While I was walking the dogs today, it felt like something flicked my ear. I thought it was some mutant insect flying into the side of my head, so I let it go.

But then it happened again...

And again...

And again.

And every time it happened I would jump up in the air, bang the side of my head, and scream "What the fuck?", causing the other people who were out for a walk to cross to the opposite side of the street.

(Which is fine with me... Bonnie has a history of biting strangers...)

(Bad Bonnie.)

So I'm convinced that these headphones are trying to kill me by shocking my ear, thus sending an electrical current through my ear canal to my brain, thus ending my life.

Now... who would construct such an elaborate plan to end my life? These headphones didn't used to do this.

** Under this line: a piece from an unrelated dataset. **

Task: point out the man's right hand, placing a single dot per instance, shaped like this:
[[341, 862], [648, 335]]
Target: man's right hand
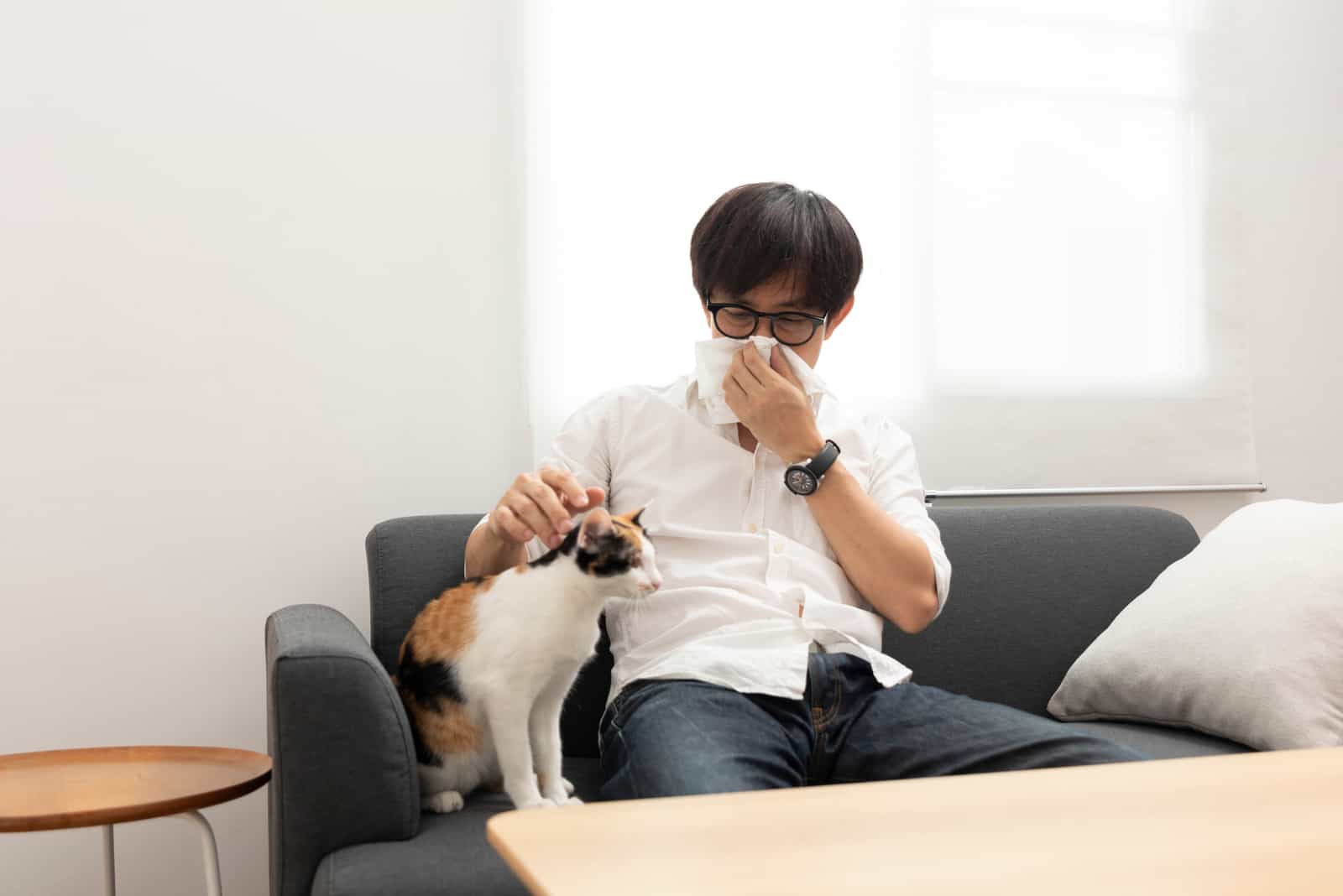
[[543, 504]]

My family is all traveling the world (without me), so I can't blame them (not that I would... it just gives them a mighty fine alibi).

And since I haven't left the house in several days, there can only be a few suspects.

So, if you have entered my house in the last week... you are under investigation.

(I can't blame Mike... he barely had the energy to stand up to take a shower, let alone get my headphones and alter them into death machines... plus, after this last week, I think that I've thoroughly convinced him that he couldn't possibly survive without me.)

And don't try to blame it on Bonnie.

(Hannah wouldn't be capable of such treachery... for one thing, if she got her paws on my headphones, she'd just eat them, not corrupt them.)

Bonnie may bite strangers... but she loves her Momma.